Ya iktidar cephesi? Sokağa çıkan milyonların adımlarından doğan büyük sarsıntı, iktidar güçleri arasında paniğe neden oldu, çatlaklar oluşturdu. Emperyalizmin hizmetindeki koalisyon ortakları, birbirine düştü. Taşeron “eşbaşkan” Tayyip taraftarlarıyla, patronlarına “hizmet”te ondan aşağı kalmayan takkeli Gülen taraftarları itişmeye başladılar. Bu çatışkı iktidardakilerin oyunlarını, dolaplarını ve böylece zaaflarını ortaya çıkarmıyor mu? Böylece AKP iktidarını zayıflatmıyor mu?

Evet, ama yetmez! Bunların aralarındaki anlaşmazlık uzlaşmaz bir çelişki gibi algılanamaz. AKP iktidarının bu yüzden çökeceği de beklenemez. Bu hizmetkârların önünde sonunda, herhangi bir şekilde anlaşmak zorundadırlar. Olmadı, ABD’li patronları bunlara “artık yeter, kesin kavgayı” da diyebilir. Bunlardan şu ya da bu tarafın daha “ılımlı”, daha “tercih edilebilir” olduğunu düşünmek bile abesle iştigaldir. Bu odakların iktidarına son verilmediği ve kökleri temelden kazınmadığı ve ülkemizde emperyalizmin etki odakları tamamen ortadan kaldırılmadıkça yetmez!

Ya halk arasında yükselmekte olan anti-emperyalist tepkileri “askere almaya” çalışanlar? Bunlar da AKP’yi devirmek için CHP ve MHP’ye “cephe” kurma çağrısı yapmıyor mu? Bunlar da AKP’yi geriletmek için mücadele etmiyor mu?

“Hayır, artık yeter!” Bunlara söylenecek tek şey bu olabilir. Bu hareketin Kürt düşmanlığını körüklemesi, Türk milliyetçiliğini propaganda etmesi, üstelik bunu “sol” olarak pazarlaması sola yapılan en büyük ihanettir. Bir halkı/ulusu diğerine düşman edecek söylemlerin hiçbir koşulda solda yeri olamaz. Örneğin, ABD emperyalizmine karşı mücadele ederken Amerikalı düşmanlığına, İsrail’in Siyonist politikasına karşı çıkarken Yahudi düşmanlığına asla yer verilemez. Kaldı ki, burada söz konusu olanlar, aynı ülkede yaşayan, işçi ve emekçi yığınları özellikle kentlerde birbirine karışmış, kaderleri birleşmiş milyonlarca insandır. Milliyetçilik propagandası yaparak, tarihsel rolünü tamamlamış burjuva devrimi sonunda kurulan Cumhuriyet’i aynen yeni baştan kurarak bu toplum bir adım bile ileri götürülemez!
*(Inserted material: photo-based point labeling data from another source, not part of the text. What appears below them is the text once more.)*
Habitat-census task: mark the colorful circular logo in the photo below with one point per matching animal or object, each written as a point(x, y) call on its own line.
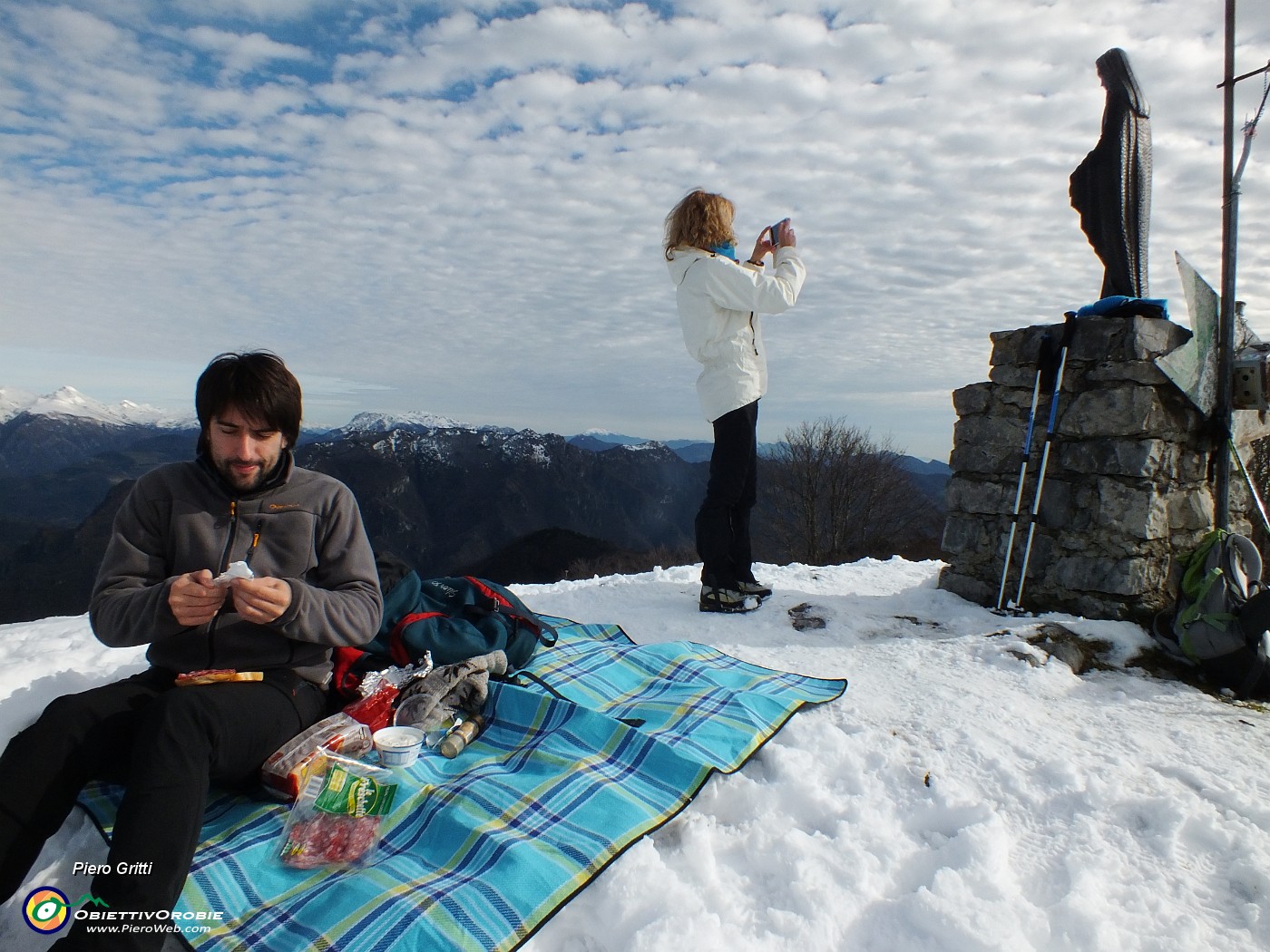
point(46, 909)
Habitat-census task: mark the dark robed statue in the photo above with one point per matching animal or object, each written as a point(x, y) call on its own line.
point(1111, 188)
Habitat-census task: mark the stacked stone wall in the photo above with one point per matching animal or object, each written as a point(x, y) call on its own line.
point(1126, 488)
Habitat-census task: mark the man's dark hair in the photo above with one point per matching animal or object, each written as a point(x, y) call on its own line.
point(257, 384)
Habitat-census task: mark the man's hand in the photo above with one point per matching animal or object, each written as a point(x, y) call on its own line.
point(260, 600)
point(193, 598)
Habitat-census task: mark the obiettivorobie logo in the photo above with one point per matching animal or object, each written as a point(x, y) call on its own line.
point(47, 910)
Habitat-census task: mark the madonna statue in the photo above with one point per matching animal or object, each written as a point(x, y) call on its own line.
point(1111, 188)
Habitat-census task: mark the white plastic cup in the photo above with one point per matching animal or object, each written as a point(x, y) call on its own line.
point(397, 746)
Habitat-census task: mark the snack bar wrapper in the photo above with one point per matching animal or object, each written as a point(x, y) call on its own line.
point(285, 772)
point(337, 818)
point(234, 570)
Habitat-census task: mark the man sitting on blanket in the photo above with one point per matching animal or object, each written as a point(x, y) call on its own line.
point(162, 581)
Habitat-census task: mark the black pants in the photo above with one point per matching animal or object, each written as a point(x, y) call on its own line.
point(723, 520)
point(165, 744)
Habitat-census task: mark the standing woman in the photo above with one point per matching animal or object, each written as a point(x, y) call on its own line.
point(719, 301)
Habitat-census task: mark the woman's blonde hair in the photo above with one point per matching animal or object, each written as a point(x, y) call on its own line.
point(700, 219)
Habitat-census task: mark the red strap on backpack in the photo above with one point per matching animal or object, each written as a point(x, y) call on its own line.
point(396, 647)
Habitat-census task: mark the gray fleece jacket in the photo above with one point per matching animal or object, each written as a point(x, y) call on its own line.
point(181, 518)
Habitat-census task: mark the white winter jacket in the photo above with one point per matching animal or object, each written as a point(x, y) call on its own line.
point(719, 306)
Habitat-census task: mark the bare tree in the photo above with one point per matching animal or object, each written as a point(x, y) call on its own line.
point(834, 494)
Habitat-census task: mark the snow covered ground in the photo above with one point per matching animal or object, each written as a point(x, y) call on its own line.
point(968, 792)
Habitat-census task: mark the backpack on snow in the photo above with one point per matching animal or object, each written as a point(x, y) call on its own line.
point(1219, 578)
point(451, 619)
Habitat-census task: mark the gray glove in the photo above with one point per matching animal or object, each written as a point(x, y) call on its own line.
point(454, 689)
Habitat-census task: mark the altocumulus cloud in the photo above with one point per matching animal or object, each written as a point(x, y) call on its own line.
point(457, 207)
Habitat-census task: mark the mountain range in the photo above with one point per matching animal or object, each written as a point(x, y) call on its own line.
point(450, 498)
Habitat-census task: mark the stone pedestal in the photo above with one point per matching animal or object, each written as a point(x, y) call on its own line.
point(1126, 488)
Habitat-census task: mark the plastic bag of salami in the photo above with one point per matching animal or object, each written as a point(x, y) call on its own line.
point(285, 772)
point(337, 818)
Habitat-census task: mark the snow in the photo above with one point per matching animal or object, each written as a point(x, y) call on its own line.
point(67, 402)
point(967, 792)
point(415, 421)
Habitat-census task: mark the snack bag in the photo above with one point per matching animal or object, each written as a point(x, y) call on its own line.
point(375, 706)
point(336, 821)
point(285, 772)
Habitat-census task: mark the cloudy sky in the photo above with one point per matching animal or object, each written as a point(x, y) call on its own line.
point(457, 207)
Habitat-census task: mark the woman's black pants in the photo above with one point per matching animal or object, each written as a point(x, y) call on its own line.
point(723, 520)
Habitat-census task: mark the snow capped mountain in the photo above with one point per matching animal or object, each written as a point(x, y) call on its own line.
point(13, 402)
point(67, 402)
point(415, 421)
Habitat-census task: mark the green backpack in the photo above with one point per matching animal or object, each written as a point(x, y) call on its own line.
point(1218, 578)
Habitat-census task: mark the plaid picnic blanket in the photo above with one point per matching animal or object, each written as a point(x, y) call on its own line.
point(606, 742)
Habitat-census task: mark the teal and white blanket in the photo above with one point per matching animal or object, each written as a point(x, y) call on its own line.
point(482, 850)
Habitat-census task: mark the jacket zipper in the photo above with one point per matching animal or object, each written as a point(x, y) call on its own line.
point(225, 564)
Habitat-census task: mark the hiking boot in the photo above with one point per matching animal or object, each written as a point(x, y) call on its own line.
point(714, 599)
point(753, 588)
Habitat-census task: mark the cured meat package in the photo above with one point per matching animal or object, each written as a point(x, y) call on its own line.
point(337, 818)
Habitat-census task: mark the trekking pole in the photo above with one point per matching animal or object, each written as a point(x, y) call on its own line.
point(1247, 479)
point(1044, 457)
point(1019, 492)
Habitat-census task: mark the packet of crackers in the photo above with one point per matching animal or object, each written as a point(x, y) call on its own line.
point(337, 819)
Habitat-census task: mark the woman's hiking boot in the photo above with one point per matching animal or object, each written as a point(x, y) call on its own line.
point(753, 588)
point(730, 600)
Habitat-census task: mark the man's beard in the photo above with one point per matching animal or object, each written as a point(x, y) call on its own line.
point(247, 482)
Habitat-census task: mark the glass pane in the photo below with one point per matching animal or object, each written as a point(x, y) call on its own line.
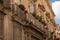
point(17, 31)
point(1, 23)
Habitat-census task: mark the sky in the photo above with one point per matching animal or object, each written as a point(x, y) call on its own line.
point(56, 8)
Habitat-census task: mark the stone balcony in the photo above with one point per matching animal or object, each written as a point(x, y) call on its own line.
point(23, 17)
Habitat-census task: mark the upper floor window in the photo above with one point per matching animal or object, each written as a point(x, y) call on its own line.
point(1, 1)
point(41, 7)
point(1, 25)
point(31, 7)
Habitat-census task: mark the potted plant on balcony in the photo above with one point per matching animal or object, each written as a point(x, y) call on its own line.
point(42, 21)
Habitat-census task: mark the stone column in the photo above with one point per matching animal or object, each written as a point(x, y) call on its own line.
point(8, 27)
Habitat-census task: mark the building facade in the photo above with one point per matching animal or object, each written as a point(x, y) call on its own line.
point(26, 20)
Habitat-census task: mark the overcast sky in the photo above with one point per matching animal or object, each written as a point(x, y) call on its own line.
point(56, 9)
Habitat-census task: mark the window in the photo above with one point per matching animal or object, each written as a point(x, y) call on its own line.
point(1, 25)
point(17, 2)
point(41, 7)
point(1, 1)
point(34, 38)
point(17, 31)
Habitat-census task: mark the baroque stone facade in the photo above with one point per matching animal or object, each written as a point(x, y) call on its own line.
point(26, 20)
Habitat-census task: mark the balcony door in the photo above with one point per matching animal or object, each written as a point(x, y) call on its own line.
point(1, 25)
point(17, 31)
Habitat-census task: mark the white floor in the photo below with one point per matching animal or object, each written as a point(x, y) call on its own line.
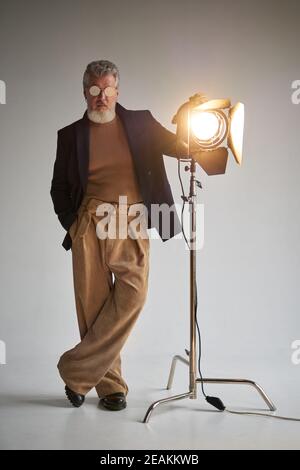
point(35, 414)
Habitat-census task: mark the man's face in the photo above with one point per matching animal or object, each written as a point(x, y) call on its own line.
point(101, 103)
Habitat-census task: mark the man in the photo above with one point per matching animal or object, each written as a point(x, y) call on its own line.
point(110, 152)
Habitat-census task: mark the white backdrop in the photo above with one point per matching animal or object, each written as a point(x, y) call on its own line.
point(248, 269)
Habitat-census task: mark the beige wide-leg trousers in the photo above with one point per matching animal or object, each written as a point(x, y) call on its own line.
point(107, 308)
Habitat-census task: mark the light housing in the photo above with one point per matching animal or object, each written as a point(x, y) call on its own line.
point(204, 125)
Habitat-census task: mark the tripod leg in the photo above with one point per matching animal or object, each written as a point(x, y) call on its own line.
point(164, 400)
point(172, 370)
point(262, 393)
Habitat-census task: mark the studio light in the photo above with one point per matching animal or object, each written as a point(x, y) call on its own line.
point(206, 130)
point(210, 128)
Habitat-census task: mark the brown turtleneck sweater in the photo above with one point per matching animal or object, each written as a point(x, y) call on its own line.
point(111, 170)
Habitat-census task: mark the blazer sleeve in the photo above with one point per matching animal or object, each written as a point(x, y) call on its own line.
point(59, 190)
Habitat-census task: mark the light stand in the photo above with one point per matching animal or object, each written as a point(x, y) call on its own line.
point(191, 361)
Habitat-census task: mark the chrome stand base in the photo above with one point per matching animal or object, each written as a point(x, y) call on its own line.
point(192, 395)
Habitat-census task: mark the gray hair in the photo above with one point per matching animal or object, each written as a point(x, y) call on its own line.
point(98, 68)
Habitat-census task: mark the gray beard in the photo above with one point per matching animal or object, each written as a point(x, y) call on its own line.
point(101, 117)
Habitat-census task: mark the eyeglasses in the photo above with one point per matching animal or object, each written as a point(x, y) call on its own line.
point(109, 91)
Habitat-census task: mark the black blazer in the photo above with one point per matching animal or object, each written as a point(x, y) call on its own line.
point(148, 140)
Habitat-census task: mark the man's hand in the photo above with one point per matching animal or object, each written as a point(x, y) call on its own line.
point(182, 121)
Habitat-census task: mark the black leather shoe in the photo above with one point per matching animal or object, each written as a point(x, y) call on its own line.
point(114, 401)
point(75, 398)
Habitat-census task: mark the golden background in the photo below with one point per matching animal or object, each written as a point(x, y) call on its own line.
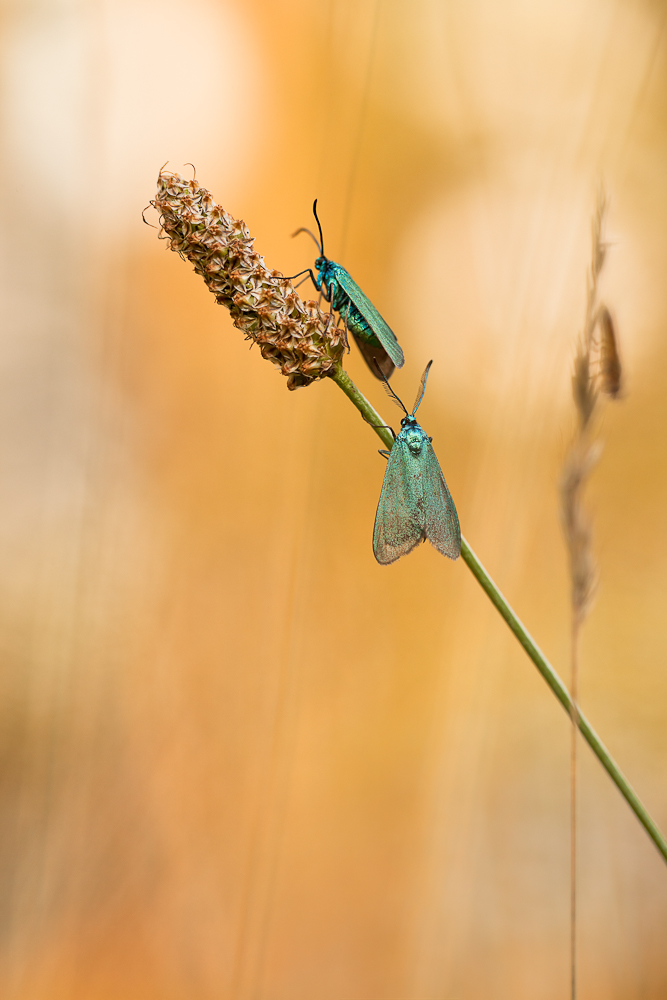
point(240, 759)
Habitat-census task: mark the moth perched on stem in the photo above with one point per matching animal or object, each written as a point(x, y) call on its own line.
point(415, 503)
point(373, 335)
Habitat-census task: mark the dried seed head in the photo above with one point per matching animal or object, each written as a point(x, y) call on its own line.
point(611, 371)
point(296, 336)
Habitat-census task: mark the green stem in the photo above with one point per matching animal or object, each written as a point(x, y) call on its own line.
point(342, 379)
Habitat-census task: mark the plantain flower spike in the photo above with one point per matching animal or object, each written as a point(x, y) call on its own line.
point(295, 336)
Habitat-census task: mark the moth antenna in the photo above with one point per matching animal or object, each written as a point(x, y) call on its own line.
point(319, 227)
point(388, 389)
point(304, 230)
point(422, 387)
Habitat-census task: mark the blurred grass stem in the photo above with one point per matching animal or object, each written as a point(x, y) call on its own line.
point(344, 382)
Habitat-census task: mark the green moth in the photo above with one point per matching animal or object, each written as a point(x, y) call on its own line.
point(415, 503)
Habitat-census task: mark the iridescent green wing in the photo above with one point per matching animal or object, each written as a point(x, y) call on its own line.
point(378, 325)
point(441, 522)
point(399, 519)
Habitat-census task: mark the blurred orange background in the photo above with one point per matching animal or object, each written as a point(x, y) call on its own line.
point(240, 759)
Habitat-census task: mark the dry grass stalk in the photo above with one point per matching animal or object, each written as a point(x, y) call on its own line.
point(596, 371)
point(295, 336)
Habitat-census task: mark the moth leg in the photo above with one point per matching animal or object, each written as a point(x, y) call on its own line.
point(347, 316)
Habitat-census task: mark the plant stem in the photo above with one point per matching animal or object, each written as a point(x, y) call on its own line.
point(344, 382)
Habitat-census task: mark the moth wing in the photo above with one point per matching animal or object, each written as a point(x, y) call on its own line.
point(373, 356)
point(398, 524)
point(441, 524)
point(378, 325)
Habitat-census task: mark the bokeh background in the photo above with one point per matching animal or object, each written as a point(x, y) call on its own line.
point(240, 759)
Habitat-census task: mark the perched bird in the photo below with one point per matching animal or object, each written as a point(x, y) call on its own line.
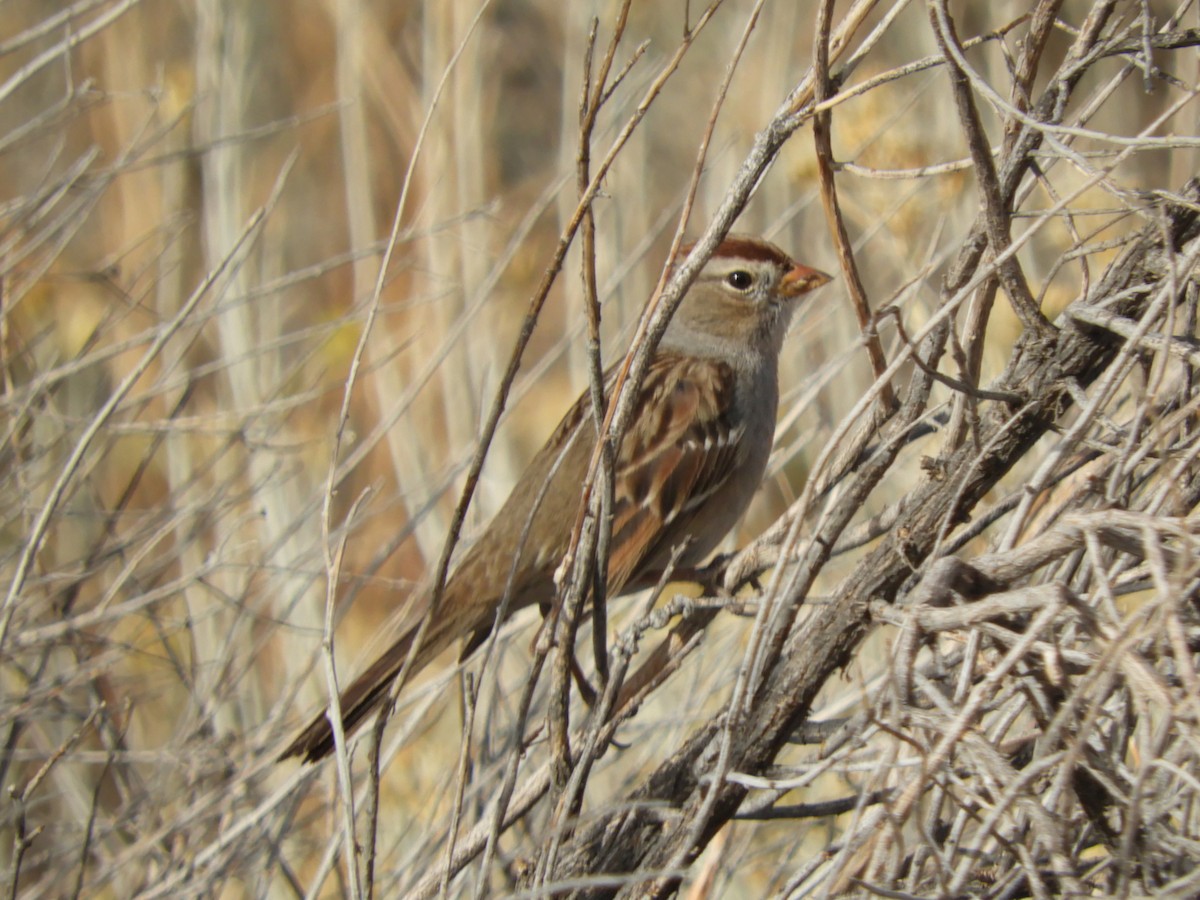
point(685, 471)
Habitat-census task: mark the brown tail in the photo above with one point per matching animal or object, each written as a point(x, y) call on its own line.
point(369, 690)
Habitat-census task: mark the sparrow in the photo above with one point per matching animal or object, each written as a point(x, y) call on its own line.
point(685, 471)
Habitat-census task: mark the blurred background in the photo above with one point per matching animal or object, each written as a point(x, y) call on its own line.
point(209, 209)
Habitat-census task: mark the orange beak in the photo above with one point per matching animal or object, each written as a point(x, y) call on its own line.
point(801, 280)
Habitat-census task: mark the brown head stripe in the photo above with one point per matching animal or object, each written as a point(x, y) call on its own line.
point(736, 245)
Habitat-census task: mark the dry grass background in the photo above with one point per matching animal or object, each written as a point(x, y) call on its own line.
point(223, 221)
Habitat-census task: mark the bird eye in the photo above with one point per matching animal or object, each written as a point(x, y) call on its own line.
point(739, 280)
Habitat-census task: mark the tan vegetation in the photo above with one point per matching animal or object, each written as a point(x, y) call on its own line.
point(263, 270)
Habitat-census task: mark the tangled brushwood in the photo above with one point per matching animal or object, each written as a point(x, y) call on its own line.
point(287, 303)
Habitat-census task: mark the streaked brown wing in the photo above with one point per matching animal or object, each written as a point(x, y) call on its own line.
point(678, 451)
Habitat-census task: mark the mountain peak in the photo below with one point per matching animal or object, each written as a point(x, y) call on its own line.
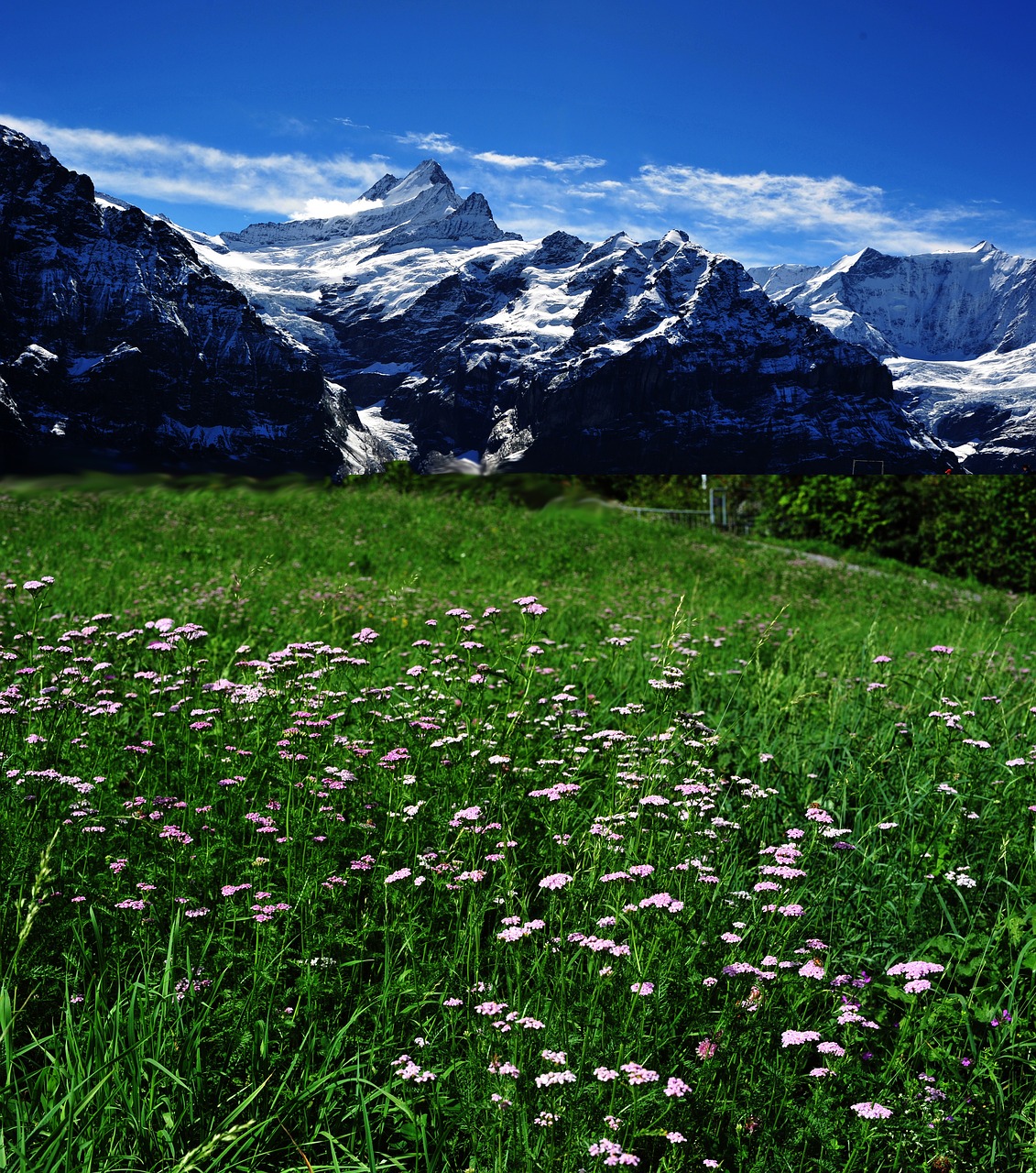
point(381, 189)
point(429, 171)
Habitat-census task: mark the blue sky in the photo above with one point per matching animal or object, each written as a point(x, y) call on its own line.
point(770, 132)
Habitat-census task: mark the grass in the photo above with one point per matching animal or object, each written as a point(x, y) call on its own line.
point(307, 872)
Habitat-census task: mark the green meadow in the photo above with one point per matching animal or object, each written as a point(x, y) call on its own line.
point(367, 829)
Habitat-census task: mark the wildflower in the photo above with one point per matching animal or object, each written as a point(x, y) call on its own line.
point(914, 969)
point(796, 1037)
point(869, 1111)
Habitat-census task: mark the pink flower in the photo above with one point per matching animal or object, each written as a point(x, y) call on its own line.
point(796, 1037)
point(869, 1111)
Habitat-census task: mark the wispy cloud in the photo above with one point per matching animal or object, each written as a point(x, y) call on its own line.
point(431, 142)
point(758, 218)
point(834, 209)
point(511, 162)
point(170, 169)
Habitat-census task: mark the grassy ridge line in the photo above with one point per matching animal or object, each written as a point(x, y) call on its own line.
point(253, 565)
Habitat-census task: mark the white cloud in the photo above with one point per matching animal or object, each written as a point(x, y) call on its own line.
point(758, 218)
point(833, 209)
point(511, 162)
point(323, 209)
point(162, 168)
point(431, 142)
Taşlar yerinden oynadı. Yapı sarsılıyor. Yer yer kıpırdanan, alışılmış süreci tersine çevirerek sendikalara öncülük etmeye başlayan işçiler onurla başını kaldıran kadınlar inanç özgürlüğünün sadece Sünni İslam için geçerli olmasına karşı çıkan Aleviler gericiliğin bilime saldırılarına karşı sesini yükselten öğrenciler, akademisyenler, bilim insanları, yaşam alanlarını savunmak için direnişe geçen köylüler... Bunlar da AKP gericiliğinin iktidarına son verecek güçler değil mi?

Evet, ama yetmez! İster sendikal hareket, isterse diğer hareketler olsun, bunlar örgütlü siyasal mücadelede yer almadığı sürece, görece sınırlı çıkarlar ve istemlerin dar alanlarında sıkışıp kalmaya mahkumdur. Siyasal mücadelede yer almak da yetmez.

Tüm bu çevreler, temel kurtuluşun bir burjuva partisinin iktidarına son verip, diğerini hükümete taşımakta değil, emperyalizmin hizmetindeki gerici güçlerin kurduğu II. Cumhuriyeti yıkmak, onun yerine -başka bir şey değil- Sosyalist Cumhuriyet’i kurmakta yattığı kavramadığı sürece yetmez, yetmeyecek!